I arrived and found out I was working on the autonomous vehicle project at Google X. The same patterns I’d studied in my dissertation were playing out in real time — at a scale and speed I hadn’t imagined. A mentor said something I needed to hear:

It doesn’t have to be perfect to be useful. I’ve been trying to hold onto that ever since.”


The arc

The industries changed. The question didn’t.

I spent the next decade asking the same question in different rooms. The work shifted — from autonomous vehicles to YouTube to navigation to travel to global content systems — but the thread was always the same: how do humans interact with complex systems? Where does it break down? And what would it look like if it actually worked?
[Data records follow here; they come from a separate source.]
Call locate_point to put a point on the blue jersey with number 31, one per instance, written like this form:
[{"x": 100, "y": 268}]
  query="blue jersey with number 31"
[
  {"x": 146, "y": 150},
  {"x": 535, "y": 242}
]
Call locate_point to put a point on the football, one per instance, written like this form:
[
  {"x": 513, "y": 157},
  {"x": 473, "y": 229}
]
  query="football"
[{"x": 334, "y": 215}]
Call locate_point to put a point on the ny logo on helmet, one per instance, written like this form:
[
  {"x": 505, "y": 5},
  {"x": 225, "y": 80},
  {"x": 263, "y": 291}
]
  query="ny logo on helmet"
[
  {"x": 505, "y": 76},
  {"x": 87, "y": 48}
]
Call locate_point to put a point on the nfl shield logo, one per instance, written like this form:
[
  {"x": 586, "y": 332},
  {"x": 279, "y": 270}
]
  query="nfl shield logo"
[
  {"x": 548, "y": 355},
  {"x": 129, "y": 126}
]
Then a call that looked like a phishing email changed everything. It was from Agoda — a fast-growing travel platform in Bangkok. We debated it for months. My husband thought I would make more money. I did not. In the end we committed fully. We sold the house. Sold the cars. My husband quit his job. We packed up our two and four year old and flew across the world with no plan beyond landing. Bangkok became home in a way neither of us planned. It has been the best move we have ever made.

Some bets aren’t really about the money. They’re about the life on the other side of the leap.”

It turned out I was still studying how humans interact with complex systems. The system had just changed from a car or a product to an organisation itself.”


The hard part

My body gave out before I did

At Agoda, COVID hit while I was trying to lead a team and raise two kids from a kitchen table. Several reorgs. Reduced budgets. Working from home with kids doing school beside me. I was trying to be a good leader and a good parent at the same time — and I had failed to put my own oxygen mask on first.

My body gave out before I did. It was the first time I really listened to it. I stepped back, slowly focused on my health, and started to ask honestly what I actually wanted next. I realized that you need to hold strong and stay true — to what you know, to why it matters, to your values and who you are. That’s not a small thing to learn. It cost me a lot to get there.

After a year off I joined Electrolux. On paper it looked like a different kind of work. In practice the questions were identical. And I learned something new: I like building things, not just understanding them. Dam and Flow is that next thing.


Why I’m writing now

A question that slowly became a different question

My mom died last year. She knew it was coming — two years of COPD, her life no longer being what it was. In those two years she became incredibly intentional: choosing what to keep, what to let go, repairing relationships, reducing the clutter that no one else would value. She wanted to live with dignity. And she did.

Her death made me realise that I have not been.

The question I started with was always: how do we make this better? Over the years it slowly became: how do we grow the business? The drift was gradual. I barely noticed it happening. Part of that was personal. Part of it was structural.

Human Factors merged with cognitive psychology and then with behavioural economics — researchers like Kahneman and Ariely revealing just how predictably irrational human decision-making is, and how reliably it can be shaped by design. That sophistication was increasingly deployed in the hands of businesses whose measure of success was growth — not safety, not wellbeing, not the original question the field was built to answer. The knowledge kept expanding. The guardrails did not keep pace.

My kids have devices now. I watch them navigate systems designed to capture attention, not protect it. And I see myself in them — I still find myself scrolling when I meant to check just one thing. I helped build some of these systems. I know exactly how they work. And I still end up somewhere I didn’t intend to be.

That’s not a personal failing. It’s a design problem. And learning to recognise it — to name it, understand it, and find your way back — is what this blog is about. Not alarm. Not restriction. Finding the compass. The kind that comes from understanding how these systems work, what they’re designed to do, and what we want instead.


My mom spent her last two years choosing what to keep. That feels like exactly the right place to start.